Opioid Agonist-Antagonists (2) Flashcards
When are opioid agonist-antagonists used?
Used if unable to tolerate a pure agonist
What receptors do opioid agonist-antagonists bind to?
Mu receptors: Partial effect (agonist) not no effect (competitive antagonist)
Kappa/Delta receptors: Partial effect (agonist)
What are generalized side effects of opioid agonst-antagonists?
Same as opioids + dysphoric reactions (stress/uneasiness)
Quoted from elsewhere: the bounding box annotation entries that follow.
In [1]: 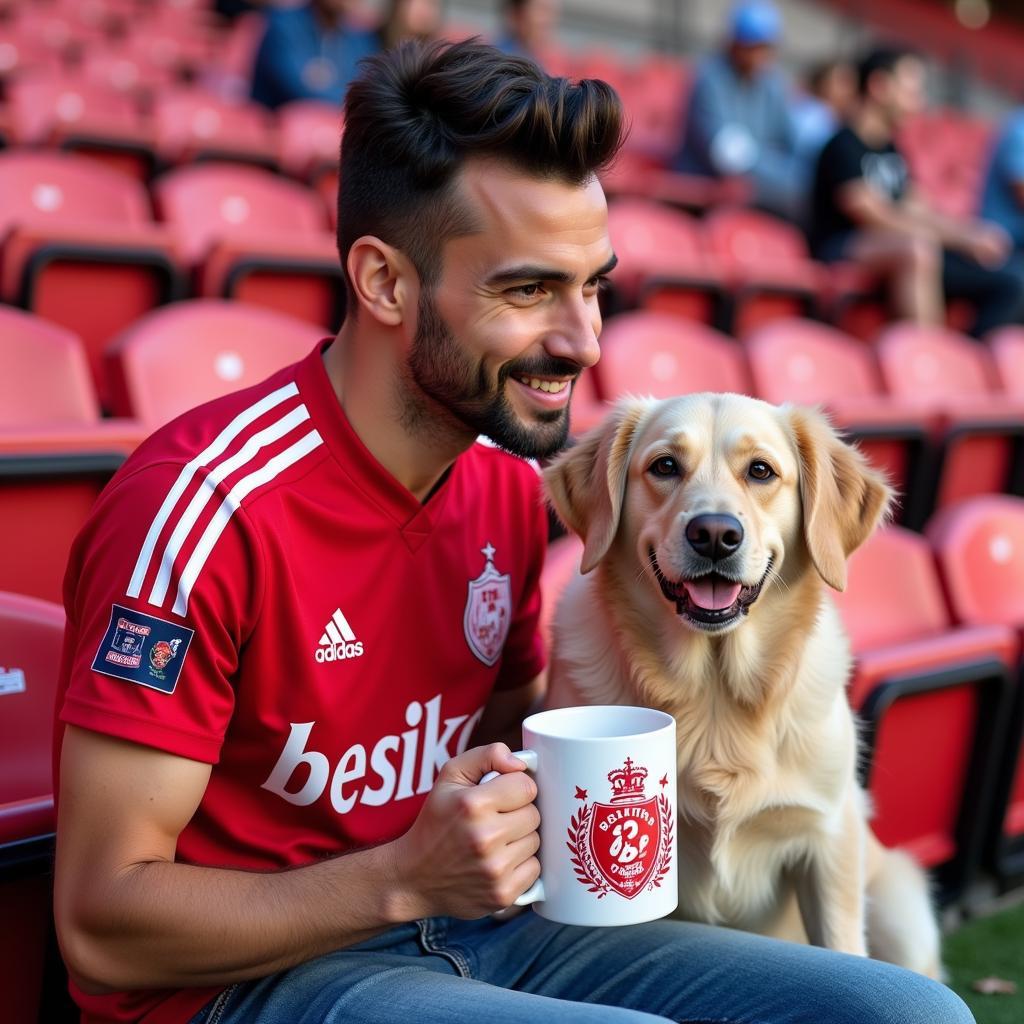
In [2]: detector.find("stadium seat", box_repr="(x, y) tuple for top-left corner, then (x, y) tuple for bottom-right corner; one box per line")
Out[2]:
(153, 88), (278, 169)
(986, 327), (1024, 400)
(594, 310), (751, 401)
(106, 299), (326, 429)
(837, 526), (1017, 901)
(154, 164), (344, 329)
(0, 420), (143, 601)
(0, 592), (65, 1024)
(608, 199), (725, 324)
(876, 323), (1024, 516)
(0, 151), (182, 400)
(703, 207), (827, 338)
(743, 319), (932, 525)
(0, 305), (99, 430)
(928, 495), (1024, 882)
(540, 534), (583, 652)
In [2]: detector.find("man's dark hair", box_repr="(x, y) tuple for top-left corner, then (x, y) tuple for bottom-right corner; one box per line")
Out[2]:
(338, 40), (623, 313)
(857, 46), (919, 96)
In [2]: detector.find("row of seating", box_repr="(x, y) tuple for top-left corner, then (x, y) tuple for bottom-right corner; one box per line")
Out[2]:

What are advantages of opioid agonist-antagonists?
- Analgesia
- Limited depression of ventilation
- Low potential for dependence
- Ceiling effect prevents additional responses
What is the ceiling effect for opioid agonist-antagonists?
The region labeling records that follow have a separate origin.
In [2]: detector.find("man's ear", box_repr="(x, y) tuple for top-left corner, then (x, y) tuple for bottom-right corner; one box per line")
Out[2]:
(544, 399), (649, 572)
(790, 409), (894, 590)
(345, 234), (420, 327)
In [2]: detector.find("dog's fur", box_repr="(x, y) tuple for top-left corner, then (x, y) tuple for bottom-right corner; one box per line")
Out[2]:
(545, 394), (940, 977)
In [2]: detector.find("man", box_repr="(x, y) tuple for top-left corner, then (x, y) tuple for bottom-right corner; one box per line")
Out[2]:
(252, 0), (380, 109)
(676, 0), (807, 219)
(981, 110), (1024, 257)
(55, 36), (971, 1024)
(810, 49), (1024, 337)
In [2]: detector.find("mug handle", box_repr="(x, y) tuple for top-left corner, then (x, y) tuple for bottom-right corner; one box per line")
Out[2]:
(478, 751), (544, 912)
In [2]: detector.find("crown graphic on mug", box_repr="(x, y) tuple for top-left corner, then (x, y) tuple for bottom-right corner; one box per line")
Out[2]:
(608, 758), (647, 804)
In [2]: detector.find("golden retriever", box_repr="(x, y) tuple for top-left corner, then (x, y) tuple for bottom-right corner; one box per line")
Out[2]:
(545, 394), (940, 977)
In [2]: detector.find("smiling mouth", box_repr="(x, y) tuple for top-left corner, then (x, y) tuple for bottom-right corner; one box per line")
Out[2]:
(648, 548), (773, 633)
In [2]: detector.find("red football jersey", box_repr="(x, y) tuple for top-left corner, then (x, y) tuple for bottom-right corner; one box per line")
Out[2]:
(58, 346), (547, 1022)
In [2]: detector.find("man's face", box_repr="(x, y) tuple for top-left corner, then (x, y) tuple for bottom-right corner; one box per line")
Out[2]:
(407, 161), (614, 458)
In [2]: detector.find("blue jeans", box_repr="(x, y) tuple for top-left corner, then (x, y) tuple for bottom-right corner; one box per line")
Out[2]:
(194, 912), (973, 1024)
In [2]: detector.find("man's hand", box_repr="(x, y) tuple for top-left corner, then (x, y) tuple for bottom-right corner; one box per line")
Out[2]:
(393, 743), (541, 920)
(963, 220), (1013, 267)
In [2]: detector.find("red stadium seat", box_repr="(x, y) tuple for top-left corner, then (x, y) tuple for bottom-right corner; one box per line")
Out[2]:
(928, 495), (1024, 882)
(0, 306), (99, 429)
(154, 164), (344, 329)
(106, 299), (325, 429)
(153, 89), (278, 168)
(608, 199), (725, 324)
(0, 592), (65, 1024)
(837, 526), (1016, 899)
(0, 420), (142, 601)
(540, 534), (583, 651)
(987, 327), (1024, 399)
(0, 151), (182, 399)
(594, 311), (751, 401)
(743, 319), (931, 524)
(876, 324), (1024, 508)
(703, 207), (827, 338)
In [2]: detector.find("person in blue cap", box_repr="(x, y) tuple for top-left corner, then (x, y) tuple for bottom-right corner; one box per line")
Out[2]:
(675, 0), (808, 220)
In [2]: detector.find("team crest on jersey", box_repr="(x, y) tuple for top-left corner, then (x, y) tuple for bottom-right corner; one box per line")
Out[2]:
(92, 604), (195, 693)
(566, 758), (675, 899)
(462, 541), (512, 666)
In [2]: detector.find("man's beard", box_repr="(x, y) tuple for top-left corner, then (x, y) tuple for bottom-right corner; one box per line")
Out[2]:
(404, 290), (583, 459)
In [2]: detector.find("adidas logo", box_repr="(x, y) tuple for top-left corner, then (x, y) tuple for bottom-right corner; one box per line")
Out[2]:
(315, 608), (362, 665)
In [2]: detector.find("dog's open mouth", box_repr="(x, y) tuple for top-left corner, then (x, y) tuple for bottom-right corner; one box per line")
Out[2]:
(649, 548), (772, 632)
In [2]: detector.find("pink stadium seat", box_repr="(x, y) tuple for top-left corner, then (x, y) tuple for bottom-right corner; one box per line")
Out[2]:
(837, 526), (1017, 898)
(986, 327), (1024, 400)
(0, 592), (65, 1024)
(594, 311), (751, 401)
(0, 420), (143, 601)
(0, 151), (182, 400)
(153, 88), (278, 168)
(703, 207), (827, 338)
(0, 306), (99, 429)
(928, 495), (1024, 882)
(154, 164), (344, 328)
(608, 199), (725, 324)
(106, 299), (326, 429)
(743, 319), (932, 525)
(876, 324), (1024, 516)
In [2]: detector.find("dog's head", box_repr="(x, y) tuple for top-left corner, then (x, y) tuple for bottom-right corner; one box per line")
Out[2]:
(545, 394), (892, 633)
Drugs impact on body plateaus→ taking higher doses does not increase its effect
List opioid agonist-antagonists from most potent to least potent when compared to morphine:
- Buprenorphine (50x more)
- Butorphanol (4x more)
- Bremazocine (2x more)
- Nalbuphine (equal)
- Nalorphine (equal)
- Dezocine
- Pentazocine (1/5)
- Meptazinol
What is the primary MOA of Pentazocine?
Agonist effects on delta and kappa
Weak antagonist activity
What med antagonizes Pentazocine?
Naloxone
How is Pentazocine metabolized and excreted?
- Extensive hepatic first pass
- Excreted in urine (glucuronide conjugates)
Chronic pain dose of Pentazocine:
10-30 mg IV or 50mg PO
What dose of Pentazocine causes analgesia sedation and depression of ventilation?
20-30 mg IM
How does epidural duration of action of pentazocine compare to morphine?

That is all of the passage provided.